Bar Bahar(In Between)  representa dos mundos enfrentados a los que ellas hacen frente cueste lo que cueste desde diferentes realidades, unidas por el respeto y la pertenencia al grupo, un grupo marginal. Para escapar de la generalidad que les rodea utilizarán diversos vehículos como acto de rebeldía: Drogas, alcohol, fiesta y todas las armas que puedan usar para luchar contracultura, para erigirse como revolucionarias de una sociedad cercana y tradicional que oprime sus libertades más profundas, personas que quieren llevar su vida lejos del qué dirán.
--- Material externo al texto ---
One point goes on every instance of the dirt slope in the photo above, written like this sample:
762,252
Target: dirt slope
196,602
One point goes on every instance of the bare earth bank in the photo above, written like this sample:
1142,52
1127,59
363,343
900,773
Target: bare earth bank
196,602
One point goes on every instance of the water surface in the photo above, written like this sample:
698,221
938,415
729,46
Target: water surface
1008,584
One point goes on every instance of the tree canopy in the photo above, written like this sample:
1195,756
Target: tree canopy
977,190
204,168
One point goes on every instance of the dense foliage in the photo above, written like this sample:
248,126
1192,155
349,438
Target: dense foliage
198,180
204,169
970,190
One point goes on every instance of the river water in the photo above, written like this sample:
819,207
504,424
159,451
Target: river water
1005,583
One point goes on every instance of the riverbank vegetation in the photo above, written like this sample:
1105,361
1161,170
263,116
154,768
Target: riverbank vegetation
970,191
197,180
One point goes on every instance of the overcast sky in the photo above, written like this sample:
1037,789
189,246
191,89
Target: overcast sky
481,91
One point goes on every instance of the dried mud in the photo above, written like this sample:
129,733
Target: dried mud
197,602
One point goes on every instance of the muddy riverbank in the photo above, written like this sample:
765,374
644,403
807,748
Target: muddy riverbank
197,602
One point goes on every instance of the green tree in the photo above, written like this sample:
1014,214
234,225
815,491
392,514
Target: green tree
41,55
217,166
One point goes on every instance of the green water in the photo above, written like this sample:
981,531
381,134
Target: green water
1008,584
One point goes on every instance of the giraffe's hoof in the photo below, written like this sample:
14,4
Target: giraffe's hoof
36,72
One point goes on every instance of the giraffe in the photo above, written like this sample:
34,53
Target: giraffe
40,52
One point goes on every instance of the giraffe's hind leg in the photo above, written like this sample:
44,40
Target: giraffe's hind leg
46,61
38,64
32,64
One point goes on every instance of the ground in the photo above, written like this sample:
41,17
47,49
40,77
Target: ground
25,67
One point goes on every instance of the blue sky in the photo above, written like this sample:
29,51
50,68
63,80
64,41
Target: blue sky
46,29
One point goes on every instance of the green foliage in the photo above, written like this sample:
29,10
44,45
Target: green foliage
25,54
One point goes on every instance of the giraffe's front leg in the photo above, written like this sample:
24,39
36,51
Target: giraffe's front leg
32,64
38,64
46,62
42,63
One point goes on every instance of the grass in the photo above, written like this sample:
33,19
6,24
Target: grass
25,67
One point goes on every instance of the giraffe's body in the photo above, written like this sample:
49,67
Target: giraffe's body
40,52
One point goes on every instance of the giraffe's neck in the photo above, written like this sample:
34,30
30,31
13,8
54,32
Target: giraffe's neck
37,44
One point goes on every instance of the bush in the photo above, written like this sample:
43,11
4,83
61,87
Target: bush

Ellas no quieren vivir en una libertad parcial, quieren algo pleno y lucharán por ello.

Bar Bahar es una genialidad nostálgica con planos maravillosos, una puesta en escena magnética y una música que te atrapa de principio a fin.

Hay un momento épico que te agarra al sillón cuando los ojos de Laila hablan en un primer plano maravilloso y dicen: “No voy a cambiar el rumbo de mi vida”.

*Bar Bahar (In Between) fue la película más premiada en el Festival de San Sebastián- Donosti 2016. Premio TVE Otra Mirada, el Premio de la Juventud y el Premio Sebastiane.